Daschle: I agree with you and believe that the penalties for not buying coverage will end up being much higher than those currently spelled out in the senate bill. Everyone must be covered by insurance. The status quo is unacceptable because those of us who are covered are paying for those who are not. Instead of visiting a primary care physician, the reality is that many of those who are uninsured seek their health care via hospital emergency rooms – a very expensive way to see a professional for a cold. These facilities, in turn, charge more to those who have coverage to make up for the uncompensated care they give to these folks.
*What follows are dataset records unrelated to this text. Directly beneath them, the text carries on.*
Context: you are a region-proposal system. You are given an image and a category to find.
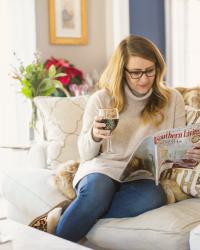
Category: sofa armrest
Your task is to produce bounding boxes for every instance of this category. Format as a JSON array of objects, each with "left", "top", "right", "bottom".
[{"left": 27, "top": 141, "right": 49, "bottom": 168}]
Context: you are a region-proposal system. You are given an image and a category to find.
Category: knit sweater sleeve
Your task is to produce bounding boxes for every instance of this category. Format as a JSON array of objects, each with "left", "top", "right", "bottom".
[{"left": 78, "top": 92, "right": 102, "bottom": 162}]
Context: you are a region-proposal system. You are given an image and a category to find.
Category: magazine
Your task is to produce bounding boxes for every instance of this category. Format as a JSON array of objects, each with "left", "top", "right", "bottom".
[{"left": 120, "top": 123, "right": 200, "bottom": 185}]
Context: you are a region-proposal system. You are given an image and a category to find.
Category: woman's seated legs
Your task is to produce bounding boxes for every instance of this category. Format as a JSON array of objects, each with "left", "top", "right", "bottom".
[
  {"left": 55, "top": 173, "right": 117, "bottom": 242},
  {"left": 104, "top": 179, "right": 166, "bottom": 218}
]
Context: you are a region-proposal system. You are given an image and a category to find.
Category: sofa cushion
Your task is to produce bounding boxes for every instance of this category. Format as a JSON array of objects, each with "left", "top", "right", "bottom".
[
  {"left": 190, "top": 224, "right": 200, "bottom": 250},
  {"left": 1, "top": 167, "right": 66, "bottom": 222},
  {"left": 34, "top": 96, "right": 88, "bottom": 168},
  {"left": 87, "top": 198, "right": 200, "bottom": 250},
  {"left": 3, "top": 168, "right": 200, "bottom": 250}
]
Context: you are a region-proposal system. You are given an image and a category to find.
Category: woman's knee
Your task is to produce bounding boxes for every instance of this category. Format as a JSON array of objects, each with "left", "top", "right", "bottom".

Nelson: Administration officials and members of Congress have had harsh words for the insurance industry.  How seriously is the insurance industry being taken in the healthcare reform debate?
Daschle: In spite of what the news reports say, health insurers definitely have a seat at the table in Washington. In fact, I commend the leadership of Kaiser, United Healthcare, Aetna, and the National Association of Health Underwriters. They are credible and their input is being taking constructively by many lawmakers.
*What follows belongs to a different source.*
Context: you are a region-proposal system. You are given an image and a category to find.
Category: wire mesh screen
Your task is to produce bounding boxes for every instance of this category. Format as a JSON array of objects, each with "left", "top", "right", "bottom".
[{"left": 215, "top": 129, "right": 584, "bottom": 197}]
Nelson: It appears that neither of these bills do much to bend to cost curve. What about the fact that the bill would not affect major healthcare costs drivers? For example, a lot of money is going into the acute phase of care. New hospitals are costing almost a billion dollars each to build. Five chronic diseases eat up 70% of this country’s healthcare expenditures. Diabetes accounts for 35% of Medicare expenditures. And yet, neither of these bills appears to tackle these cost drivers.
Daschle: This round of healthcare reform is not a "be all, end all." But, among other things, it does help us reduce the number of uninsured and proceed down the road towards payment reform and the idea of rewarding providers for outcomes and cures. These days, there isn’t a lot of money for primary care but there’s a whole lot of money in acute care. It’s like an inverted pyramid. This bill could help improve our healthcare system by righting the “pyramid.”
Nelson: Will health savings accounts survive healthcare reform?
Daschle: Yes, they are an important part of the healthcare system.
Nelson: What is the future for health insurance agents?
Daschle: Congress understands the value of the agent and there is language that supports the role of the agent in both the House and Senate bills. The future is very bright for agents and we will need them more than ever!